You are becoming way too popular. I was looking for your 'Complete Profile' fearing you have finally surpassed me in vistors...Where the hell is it? I keep coming up w/ all kinds of stuff, but no profile??
Eh, it's a nice prosthetic forehead, I guess, but I think I'll stick with the ham flavored gum.
Psst, do you have bacon flavored gum? I love bacon.
Throw the crib doors wide!
I'm still suffering from an adolescent break dancing misshap. My forehead looks bad, but you should see the dint I made in the dance floor!
The piece you contributed lyrics to is up on Frappe Dreamgate. Go to Frappe Dreamgate, do not pass Frappe Dreamgate but go directly to Frappe Dreamgate to hear this industrial creation of monumental prosthetic proportionsssss
Sleep deprivation has short circuited my holotronic brain.
me too. What the hell was i thinking? of course your profile was where it always is. I am going to need one of those prosthetic foreheads, as i keep smacking mine, Geesh!
I'd like the high-brow model please.
Btw I'm still ahead.
Your organ replacement program really leaves a lot to the imagination.
For example, I recently took some Gist from this newspaper and it turned out that I needed my spine replaced by an iron rod. Where were you, robot man, when I needed that iron rod?!
Down in the Gist mill, I can tell you what...
Evil Robo-Bob Dole wants gold.
Give us your gold, or Evil Robo-Bob Dole will unleash his never before revealed finishing move, the Screaming Turtle Wizzer.
All over the back of your prosthetic forehead.
Vi'lo g'teni bov!
*waves hands*
I have returned, and cast an aura of despair around you all, 'cause that's how it happened to me!
does Jay Leno have one of your prosthetic chins?
It would be highly unethical to reveal such sensitive information on our customers.
But yes.
I already patented one of those. It may be a Sudanese patent, but you still stole my idea!!!
I love this! Oh my gosh---when I lived in NYC I used to get the Sunday Times at about 11am and would finish looking through the Metro and Arts section by midnight. That paper is rather large!

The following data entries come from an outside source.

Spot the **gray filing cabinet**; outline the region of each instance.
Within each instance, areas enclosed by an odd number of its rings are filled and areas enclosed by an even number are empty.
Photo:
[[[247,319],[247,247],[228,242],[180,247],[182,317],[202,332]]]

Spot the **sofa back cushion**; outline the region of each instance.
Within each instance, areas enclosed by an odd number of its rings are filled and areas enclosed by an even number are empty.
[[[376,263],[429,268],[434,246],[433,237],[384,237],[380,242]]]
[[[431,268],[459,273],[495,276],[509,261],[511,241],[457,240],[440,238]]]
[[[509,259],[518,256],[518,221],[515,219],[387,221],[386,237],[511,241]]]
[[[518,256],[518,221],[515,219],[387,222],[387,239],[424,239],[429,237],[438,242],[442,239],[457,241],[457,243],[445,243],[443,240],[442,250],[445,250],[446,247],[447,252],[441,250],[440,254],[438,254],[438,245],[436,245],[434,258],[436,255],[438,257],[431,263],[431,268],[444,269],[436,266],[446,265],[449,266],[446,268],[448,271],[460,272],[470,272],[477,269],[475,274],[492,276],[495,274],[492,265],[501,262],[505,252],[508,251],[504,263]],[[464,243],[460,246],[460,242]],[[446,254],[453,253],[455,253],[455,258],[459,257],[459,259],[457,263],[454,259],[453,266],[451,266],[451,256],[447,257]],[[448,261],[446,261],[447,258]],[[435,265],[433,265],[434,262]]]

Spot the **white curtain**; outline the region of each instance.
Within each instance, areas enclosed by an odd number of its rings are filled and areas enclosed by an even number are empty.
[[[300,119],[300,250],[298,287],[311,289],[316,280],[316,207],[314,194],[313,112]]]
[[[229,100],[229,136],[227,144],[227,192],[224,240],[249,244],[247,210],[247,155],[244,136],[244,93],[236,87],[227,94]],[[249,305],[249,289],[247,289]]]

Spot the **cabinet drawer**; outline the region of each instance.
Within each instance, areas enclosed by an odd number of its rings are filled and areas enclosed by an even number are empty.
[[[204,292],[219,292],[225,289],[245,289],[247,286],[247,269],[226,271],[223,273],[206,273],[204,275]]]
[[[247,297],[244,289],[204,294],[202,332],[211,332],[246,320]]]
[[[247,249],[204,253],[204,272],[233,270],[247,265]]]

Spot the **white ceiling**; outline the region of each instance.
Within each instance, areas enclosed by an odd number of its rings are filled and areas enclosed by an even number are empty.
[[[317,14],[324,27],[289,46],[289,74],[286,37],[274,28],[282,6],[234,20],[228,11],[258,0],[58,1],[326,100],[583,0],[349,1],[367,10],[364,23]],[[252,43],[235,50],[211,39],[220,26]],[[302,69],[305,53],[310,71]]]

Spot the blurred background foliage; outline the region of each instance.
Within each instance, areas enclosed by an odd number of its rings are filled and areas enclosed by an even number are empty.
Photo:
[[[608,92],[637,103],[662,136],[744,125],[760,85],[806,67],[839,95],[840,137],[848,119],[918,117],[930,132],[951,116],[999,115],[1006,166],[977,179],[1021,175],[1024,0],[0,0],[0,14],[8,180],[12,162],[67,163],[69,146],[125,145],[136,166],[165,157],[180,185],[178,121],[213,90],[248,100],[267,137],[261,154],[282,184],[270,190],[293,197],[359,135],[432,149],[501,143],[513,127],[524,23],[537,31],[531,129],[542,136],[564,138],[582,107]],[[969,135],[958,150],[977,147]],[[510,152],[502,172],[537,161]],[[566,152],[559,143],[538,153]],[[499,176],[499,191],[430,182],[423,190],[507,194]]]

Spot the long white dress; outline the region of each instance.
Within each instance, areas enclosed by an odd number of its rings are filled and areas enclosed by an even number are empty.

I never got hit on the forehead with one, though.
There was a (true) story in the early 1980s about a woman in England who was reaching up for a box of sandwich bags and the box hit her on the head and she died. The box only weighed less than a pound.
This post just reminded me of that story (it was in the Daily Mirror or the Sun--so I don't know how true it actually was)...
I love your artwork.
Can you draw a Cat of the Month for March to display on my blog??
You can email it to me. It's my birthday in March, so it could be a special birthday cat. ;)
oH hECK! i JUST WENT AHEAD AND MADE you THE CAT OF THE MONTH!!
cONGRATULATIONS!!
:)
Click here for GYROBOCAT's CAT OF THE MONTH honors!! (check sidebar for details!
Your birthday cat will be ten times better than half of how fun it is to get punched in the kidneys by an Oompa Loompa.
Man, you should so have left this TOP SECRET!!! Now everyone is going to be ripping you off. Except for us. Because we're competing against you!!! WE WILL PREVAIL!!!
Gimme one of those foreheads, will ya? The bartender at our rathskeller is looking a little wimpy in the cranial protuberance department.